Ich wusste, dass in der Vergangenheit ein Foto eines „gelben“ Canus veröffentlicht worden war. Dieser Vogel war als Jungtier grün und das gelbe Gefieder entwickelte sich erst nach ein paar Jahren. Diese Tatsache deutete mit hoher Wahrscheinlichkeit auf eine Modifikation hin. Ein weiterer Beweis hierfür ist das keine gleich gefärbte Nachzucht, bzw. überhaupt keine Nachzucht aus diesem Vogel erzielt wurde. Der Vogel wurde wieder vergessen.
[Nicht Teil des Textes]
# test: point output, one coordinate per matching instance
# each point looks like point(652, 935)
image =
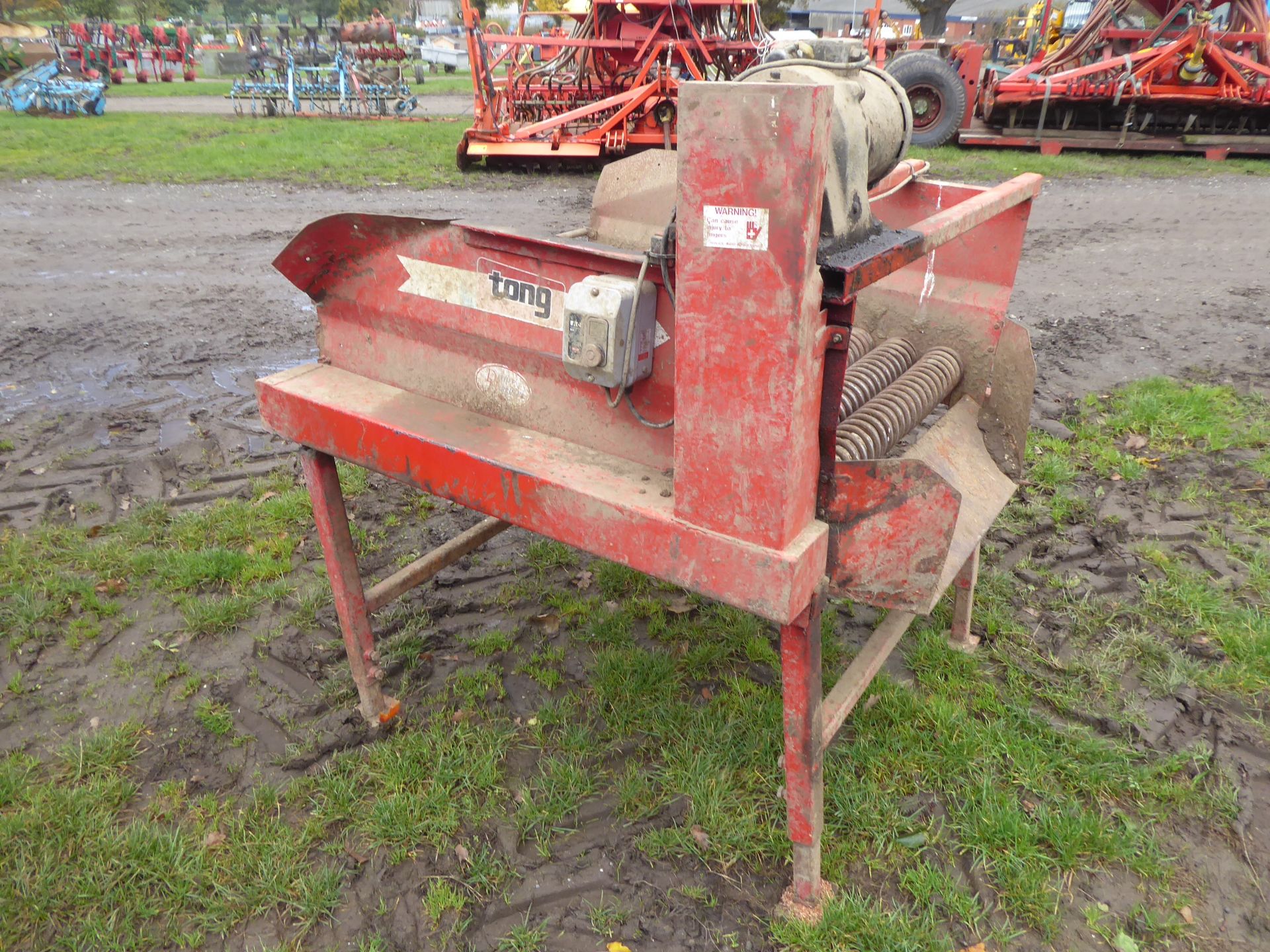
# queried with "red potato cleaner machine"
point(705, 386)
Die Vögel saßen bei Bilzen, weshalb ich unseren BVA-Mitarbeiter Vorort informierte. Er hatte diese Anzeige ebenfalls gelesen, und es wurde vereinbart, mit dem Züchter Kontakt aufzunehmen um eine vorläufige Untersuchung durchzuführen.
Schon kurz darauf erhielt ich die ersten Informationen und ein paar Fotos. Auf diesen Fotos war ein Grauköpfchen zu sehen, dass etwas heller war und auf den ersten Blick bräunlich graue Schwungfedern hatte. Mehrere Vögel waren bereits nachgezüchtet worden und ausschließlich Weibchen zeigten diese abweichende Farbe. Der erste Gedanke war es könnte Zimt sein.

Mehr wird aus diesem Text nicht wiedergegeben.